- Born: 1766 Pengshui, Chongqing, Sichuan, Qing China
- Died: 1817 (aged 50–51) Chengdu, Sichuan, Qing China
- Cause of death: Martyrdom
- Beatified: 1900 by Pope Leo XIII
- Canonized: 2000 by Pope John Paul II

= Joseph Yuan =

Joseph Yuan (Chinese name: 袁在德; 1766 – 1817) was a Chinese priest and martyr of the 19th century.

==Life==
He was born in 1766 in Pengshui, Chongqing, Sichuan. His Chinese name was Yuan Zaide. When he was young, he heard the preaching of Gabriel-Taurin Dufresse and converted to Christianity. His baptismal name was Joseph.

He felt a calling to the priesthood and studied to become a priest at the Luoranggou mission seminary in Yibin, Sichuan. He was ordained to the priesthood on September 20th 1794. Following his ordination, he worked as a missionary priest in eastern Sichuan.

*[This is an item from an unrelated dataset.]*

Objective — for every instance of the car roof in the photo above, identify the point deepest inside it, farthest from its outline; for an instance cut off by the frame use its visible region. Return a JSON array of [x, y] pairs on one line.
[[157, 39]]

A wave of persecution against Christians occurred during the reign of the Jiaqing Emperor. During this persecution, Joseph Yuan was arrested and ordered to renounce his faith. He refused and was executed by strangulation on June 24th 1817.

==Canonization==
He was beatified on May 27, 1900, by Pope Leo XIII and canonized along with other martyrs of China on October 1, 2000, by Pope John Paul II.